Summer 2004



July 2004
On the Thursday before I was to fly to Japan to take my GRE and GMAT tests, I looked out the window of my classroom, and this is what I saw...
This fire apparently started on the fifth floor, but by the time the firefighters got the big equipment rolled out that you can see in this picture, the seventh and eighth floors had flames gushing out the windows. (The gushing flames ended just before I got my camera unlimbered, sigh.)
The fire went on from mid-afternoon until nine or ten o'clock in the evening. No one was hurt.

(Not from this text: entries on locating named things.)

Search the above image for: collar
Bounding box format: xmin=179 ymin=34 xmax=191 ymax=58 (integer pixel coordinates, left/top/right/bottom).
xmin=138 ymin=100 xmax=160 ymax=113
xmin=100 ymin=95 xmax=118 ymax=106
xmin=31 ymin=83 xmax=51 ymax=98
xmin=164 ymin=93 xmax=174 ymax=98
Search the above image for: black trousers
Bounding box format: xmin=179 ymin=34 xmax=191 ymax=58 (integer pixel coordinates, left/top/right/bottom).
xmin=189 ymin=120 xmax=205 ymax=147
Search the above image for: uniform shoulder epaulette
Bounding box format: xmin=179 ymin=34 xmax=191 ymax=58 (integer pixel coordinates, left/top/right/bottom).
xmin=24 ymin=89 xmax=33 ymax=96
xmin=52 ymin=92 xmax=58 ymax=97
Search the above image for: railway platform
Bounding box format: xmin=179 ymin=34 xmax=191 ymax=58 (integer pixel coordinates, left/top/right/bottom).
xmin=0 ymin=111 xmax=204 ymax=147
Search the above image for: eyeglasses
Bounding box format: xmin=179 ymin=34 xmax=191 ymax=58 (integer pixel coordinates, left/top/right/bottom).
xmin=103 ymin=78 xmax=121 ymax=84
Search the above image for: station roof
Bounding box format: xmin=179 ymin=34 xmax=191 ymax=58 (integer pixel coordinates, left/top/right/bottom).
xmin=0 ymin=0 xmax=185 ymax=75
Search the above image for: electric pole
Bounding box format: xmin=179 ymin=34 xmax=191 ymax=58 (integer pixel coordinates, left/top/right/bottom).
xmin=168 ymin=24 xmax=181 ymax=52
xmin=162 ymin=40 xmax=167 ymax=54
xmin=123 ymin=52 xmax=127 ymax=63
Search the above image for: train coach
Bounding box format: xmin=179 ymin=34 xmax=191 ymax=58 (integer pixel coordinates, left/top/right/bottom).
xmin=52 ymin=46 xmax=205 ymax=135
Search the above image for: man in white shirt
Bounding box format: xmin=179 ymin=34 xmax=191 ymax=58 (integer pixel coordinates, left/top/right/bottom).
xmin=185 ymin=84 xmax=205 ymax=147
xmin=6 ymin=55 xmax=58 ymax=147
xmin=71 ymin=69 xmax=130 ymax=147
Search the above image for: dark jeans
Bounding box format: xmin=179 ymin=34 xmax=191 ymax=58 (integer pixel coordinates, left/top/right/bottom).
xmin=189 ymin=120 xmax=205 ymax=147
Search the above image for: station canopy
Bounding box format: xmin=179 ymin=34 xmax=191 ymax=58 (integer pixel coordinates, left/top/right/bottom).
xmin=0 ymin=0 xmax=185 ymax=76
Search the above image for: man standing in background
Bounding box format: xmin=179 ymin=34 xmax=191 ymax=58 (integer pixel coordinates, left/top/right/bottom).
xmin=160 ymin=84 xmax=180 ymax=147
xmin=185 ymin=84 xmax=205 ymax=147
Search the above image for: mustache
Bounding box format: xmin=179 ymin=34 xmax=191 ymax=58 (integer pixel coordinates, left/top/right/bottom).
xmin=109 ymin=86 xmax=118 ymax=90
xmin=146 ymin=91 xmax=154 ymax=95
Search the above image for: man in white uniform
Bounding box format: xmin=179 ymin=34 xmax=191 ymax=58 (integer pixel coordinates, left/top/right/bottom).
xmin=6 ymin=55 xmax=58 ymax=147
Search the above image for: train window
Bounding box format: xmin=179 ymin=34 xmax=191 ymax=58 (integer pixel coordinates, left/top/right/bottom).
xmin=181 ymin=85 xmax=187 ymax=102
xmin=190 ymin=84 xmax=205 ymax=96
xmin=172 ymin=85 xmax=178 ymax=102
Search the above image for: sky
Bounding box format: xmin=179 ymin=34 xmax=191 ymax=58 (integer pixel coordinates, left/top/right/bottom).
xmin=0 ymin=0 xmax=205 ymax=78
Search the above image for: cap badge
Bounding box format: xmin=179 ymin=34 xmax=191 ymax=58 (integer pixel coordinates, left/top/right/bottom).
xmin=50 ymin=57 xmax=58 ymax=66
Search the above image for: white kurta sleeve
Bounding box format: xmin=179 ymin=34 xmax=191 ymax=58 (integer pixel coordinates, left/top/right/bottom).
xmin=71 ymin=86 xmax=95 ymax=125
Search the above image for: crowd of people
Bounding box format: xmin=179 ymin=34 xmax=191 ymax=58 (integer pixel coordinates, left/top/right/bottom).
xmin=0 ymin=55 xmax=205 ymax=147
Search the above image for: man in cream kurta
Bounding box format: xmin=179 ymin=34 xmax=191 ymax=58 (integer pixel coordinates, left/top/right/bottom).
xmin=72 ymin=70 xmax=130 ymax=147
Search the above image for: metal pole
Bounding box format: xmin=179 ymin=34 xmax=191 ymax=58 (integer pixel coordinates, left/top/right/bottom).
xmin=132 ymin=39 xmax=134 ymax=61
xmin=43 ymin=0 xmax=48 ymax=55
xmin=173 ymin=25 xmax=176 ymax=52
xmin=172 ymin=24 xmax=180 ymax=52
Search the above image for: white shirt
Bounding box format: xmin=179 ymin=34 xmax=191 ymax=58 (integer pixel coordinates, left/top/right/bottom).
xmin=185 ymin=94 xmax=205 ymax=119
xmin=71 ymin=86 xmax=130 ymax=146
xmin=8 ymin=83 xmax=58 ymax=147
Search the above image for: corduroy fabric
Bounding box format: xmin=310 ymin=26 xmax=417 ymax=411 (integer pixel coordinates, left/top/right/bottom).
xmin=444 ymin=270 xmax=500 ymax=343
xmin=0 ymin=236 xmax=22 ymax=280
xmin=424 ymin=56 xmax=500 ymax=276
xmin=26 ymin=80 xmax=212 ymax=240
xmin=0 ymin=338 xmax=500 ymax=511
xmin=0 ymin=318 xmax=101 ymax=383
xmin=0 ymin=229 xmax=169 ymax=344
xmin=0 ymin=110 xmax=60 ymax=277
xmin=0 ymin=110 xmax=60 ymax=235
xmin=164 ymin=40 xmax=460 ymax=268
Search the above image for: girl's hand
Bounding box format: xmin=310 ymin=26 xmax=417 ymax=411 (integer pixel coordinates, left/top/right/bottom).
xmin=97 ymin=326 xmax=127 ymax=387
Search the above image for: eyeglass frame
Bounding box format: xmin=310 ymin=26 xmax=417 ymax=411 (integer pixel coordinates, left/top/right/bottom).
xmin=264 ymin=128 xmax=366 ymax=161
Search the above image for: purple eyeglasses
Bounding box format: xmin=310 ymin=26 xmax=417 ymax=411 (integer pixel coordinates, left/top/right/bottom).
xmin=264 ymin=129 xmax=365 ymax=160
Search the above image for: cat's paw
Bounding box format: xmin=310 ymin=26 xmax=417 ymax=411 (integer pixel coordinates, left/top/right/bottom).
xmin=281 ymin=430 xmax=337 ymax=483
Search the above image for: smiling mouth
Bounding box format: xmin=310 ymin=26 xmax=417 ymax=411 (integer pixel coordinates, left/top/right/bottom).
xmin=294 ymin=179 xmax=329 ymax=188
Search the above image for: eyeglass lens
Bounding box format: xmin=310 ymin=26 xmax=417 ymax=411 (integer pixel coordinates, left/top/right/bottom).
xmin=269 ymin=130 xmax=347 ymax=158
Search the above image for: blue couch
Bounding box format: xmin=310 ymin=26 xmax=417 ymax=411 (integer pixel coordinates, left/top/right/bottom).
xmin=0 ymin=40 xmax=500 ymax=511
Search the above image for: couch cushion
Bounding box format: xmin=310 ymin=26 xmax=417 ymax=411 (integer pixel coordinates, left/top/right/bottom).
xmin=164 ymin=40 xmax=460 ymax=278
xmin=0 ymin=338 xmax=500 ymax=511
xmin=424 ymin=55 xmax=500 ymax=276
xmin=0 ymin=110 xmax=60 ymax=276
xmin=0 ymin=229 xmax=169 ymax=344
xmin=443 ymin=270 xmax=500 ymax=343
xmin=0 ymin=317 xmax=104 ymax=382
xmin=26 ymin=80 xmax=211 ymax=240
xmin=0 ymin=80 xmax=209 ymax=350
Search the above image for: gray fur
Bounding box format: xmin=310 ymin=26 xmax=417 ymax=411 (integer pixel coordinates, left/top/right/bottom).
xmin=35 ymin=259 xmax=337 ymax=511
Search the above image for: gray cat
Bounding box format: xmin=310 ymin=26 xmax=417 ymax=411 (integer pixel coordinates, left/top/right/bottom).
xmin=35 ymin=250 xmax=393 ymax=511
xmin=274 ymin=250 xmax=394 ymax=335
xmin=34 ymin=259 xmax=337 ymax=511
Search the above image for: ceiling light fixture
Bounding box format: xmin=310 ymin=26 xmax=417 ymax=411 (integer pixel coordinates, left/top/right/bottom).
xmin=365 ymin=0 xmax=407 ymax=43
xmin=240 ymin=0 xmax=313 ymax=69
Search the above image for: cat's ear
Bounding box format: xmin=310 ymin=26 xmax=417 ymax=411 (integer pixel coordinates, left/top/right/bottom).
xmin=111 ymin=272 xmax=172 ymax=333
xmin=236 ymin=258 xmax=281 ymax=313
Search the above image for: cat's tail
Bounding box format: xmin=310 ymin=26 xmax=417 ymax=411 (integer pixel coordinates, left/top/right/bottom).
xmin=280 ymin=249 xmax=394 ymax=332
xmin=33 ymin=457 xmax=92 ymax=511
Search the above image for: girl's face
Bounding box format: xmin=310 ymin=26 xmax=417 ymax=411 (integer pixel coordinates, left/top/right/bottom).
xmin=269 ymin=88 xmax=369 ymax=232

Quick Trip to Osaka, Japan

The last weekend of July I traveled to Japan to take the GRE and the GMAT tests. This is a street in downtown Osaka, where I took the tests.
To my eyes Korea and Japan are becoming more similar. Both are prosperous nations peopled with East Asian people. The streets are clean, and have comparable auto congestion. But there are differences. This is what I saw based on my limited exploring. (I had only a half day, and it was too hot to enjoy being outside, day or night.)
  • The Japanese use a lot more bicycles than the Koreans -- bicycles were everywhere I looked.
  • The Japanese alphabet used for signage looks like "hen scratchings" to me compared to the Korean Hangul alphabet which I can now sound out.
  • The Japanese restaurants I visited had English language menus, but they were stowed away... the waiters had to do a lot of searching to find them. The American fast food chains have not penetrated into the Japanese market as deeply as in Korea -- I only found a Mac Donald's as a familiar fast food restaurant.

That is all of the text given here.